So I've noticed that as we get older there are fewer and fewer "firsts" for us. Whether it be a first kiss, first day of school, first car etc... Which makes me wonder: as we get older to the "lasts" become just as important as the firsts?
I'm 25 years old and I know there are some firsts for me yet to come: My first (and hopefully only) wedding, my first child, my first real grown up job after my PhD, my first grandchild etc.... but recently I've noticed that I am looking forward to the "lasts" in life: The last day of classes, the last time I will have to take a test, and the more meaningful ones like: my last first date, the last man I will ever kiss or hug or sleep next to etc... And to take that a step farther I realize that even though I may not have been my man's first kiss or slow dance I will be the last person he says goodnight to each night and I will be the last person he ever kisses or sleeps with, and I will be the last person he falls in love with. I feel like those things mean even more to me than those silly junior high/high school "firsts"

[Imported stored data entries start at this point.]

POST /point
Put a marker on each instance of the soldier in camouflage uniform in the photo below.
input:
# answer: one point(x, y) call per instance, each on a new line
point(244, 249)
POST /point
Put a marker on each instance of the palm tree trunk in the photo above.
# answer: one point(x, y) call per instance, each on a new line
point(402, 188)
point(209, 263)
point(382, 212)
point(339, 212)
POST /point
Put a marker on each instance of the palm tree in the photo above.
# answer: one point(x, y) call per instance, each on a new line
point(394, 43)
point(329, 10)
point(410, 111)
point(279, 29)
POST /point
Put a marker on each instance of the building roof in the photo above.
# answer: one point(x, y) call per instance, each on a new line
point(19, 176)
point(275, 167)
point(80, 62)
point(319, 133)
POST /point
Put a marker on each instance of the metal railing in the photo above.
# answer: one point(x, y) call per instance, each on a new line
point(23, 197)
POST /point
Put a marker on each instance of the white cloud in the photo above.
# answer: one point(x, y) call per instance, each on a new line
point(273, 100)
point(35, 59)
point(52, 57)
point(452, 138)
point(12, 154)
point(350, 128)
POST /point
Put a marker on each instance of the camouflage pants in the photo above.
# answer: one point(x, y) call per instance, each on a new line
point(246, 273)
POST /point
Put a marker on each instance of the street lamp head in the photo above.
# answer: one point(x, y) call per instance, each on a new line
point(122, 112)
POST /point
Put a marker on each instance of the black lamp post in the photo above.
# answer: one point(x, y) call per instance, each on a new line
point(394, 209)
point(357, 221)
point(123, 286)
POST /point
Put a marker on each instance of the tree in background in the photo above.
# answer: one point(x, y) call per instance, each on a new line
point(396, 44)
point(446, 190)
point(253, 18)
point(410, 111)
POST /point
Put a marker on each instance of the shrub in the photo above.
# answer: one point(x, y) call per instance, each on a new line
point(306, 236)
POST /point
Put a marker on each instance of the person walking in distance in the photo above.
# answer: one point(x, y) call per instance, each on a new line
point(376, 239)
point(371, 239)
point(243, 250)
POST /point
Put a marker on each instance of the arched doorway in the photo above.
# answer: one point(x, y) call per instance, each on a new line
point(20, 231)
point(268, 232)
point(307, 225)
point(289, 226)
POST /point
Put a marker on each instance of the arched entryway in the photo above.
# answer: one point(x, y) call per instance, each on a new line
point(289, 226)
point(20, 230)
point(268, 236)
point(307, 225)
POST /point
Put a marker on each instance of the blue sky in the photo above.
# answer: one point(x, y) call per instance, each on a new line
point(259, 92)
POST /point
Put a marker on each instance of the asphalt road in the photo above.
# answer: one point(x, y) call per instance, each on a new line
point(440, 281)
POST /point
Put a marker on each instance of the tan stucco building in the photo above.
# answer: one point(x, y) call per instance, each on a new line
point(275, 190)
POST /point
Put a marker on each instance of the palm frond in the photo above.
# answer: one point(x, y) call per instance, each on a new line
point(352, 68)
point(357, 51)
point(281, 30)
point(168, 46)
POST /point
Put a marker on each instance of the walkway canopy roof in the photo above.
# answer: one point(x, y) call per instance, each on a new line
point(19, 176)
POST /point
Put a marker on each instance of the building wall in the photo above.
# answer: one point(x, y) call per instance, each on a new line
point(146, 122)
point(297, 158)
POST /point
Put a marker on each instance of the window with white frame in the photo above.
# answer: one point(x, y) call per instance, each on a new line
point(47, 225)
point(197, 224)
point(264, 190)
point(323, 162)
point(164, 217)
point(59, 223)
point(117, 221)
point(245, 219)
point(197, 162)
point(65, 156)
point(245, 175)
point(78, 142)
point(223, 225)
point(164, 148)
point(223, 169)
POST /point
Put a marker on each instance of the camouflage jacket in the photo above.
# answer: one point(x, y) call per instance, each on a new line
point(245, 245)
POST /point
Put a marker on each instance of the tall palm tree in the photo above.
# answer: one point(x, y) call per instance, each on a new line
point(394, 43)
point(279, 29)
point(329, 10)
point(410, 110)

And its funny to think about but maybe two people can find all kinds of new "firsts" just to feel young again. like maybe the first time you shout from a mountain top or the first time you kiss underwater or the first time you go to a new country etc... There are so many "firsts" that if you really want to have them you never have to give them up or settle for anything less than perfect!
Maybe I'm just growing up or maybe I'm just finding justification in my feelings but either way I'm ok with it.